Cyclone Heta has hit the tiny South Pacific island of Niue, wreaking widespread damage with winds of up to 300km/h (185mph), local sources said.
Heta has been moving south across the Pacific
The capital, Alofi, has been flattened, with at least one person dead, according to a New Zealand diplomat.
A state of emergency has been declared on the island, which has a population of 2,100.
"I'm absolutely worried for my little country," said Premier Young Vivian, who is presently visiting New Zealand.
Mr Vivian had left Niue to attend his wife's funeral, and he is now stranded in Auckland, unable to return home.
All normal communications with Niue have broken down, although the New Zealand foreign ministry managed to contact its high commissioner by satellite phone.
She reported widespread damage to crops and buildings.
Twenty New Zealanders who were on holiday on Niue have been accounted for.
New Zealand is planning to send an aid flight as soon as possible to Niue, which lies about 2,700km (1,675 miles) north-east of the capital, Wellington.

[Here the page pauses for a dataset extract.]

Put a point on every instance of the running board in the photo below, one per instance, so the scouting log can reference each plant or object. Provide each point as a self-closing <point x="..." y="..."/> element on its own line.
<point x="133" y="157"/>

The plane will contain emergency equipment, and a team will carry a full assessment of aid needs.
The island's only hospital is reported to have been damaged.
Premier Vivian said that the country's cash crops - taro, vanilla and limes - had probably been destroyed.
"Any cyclone with that strength, that force, is going to
wipe out whatever efforts we have made in the past years in
terms of agricultural products," he said.
More Niueans live in New Zealand than in their own country, because of unemployment.
A tiny coral atoll, Niue would have had no protection against the force of Cyclone Heta, which had reached a strength of category five, the highest cyclone rating.
It had already hit American and Western Samoa, Tokelau and the northern islands of Tonga.
Samoa suffered damage to crops, roads and buildings, but reported no serious casualties.
Cyclone Heta is now reported to be 500km (310 miles) south-east of Niue, and weakening.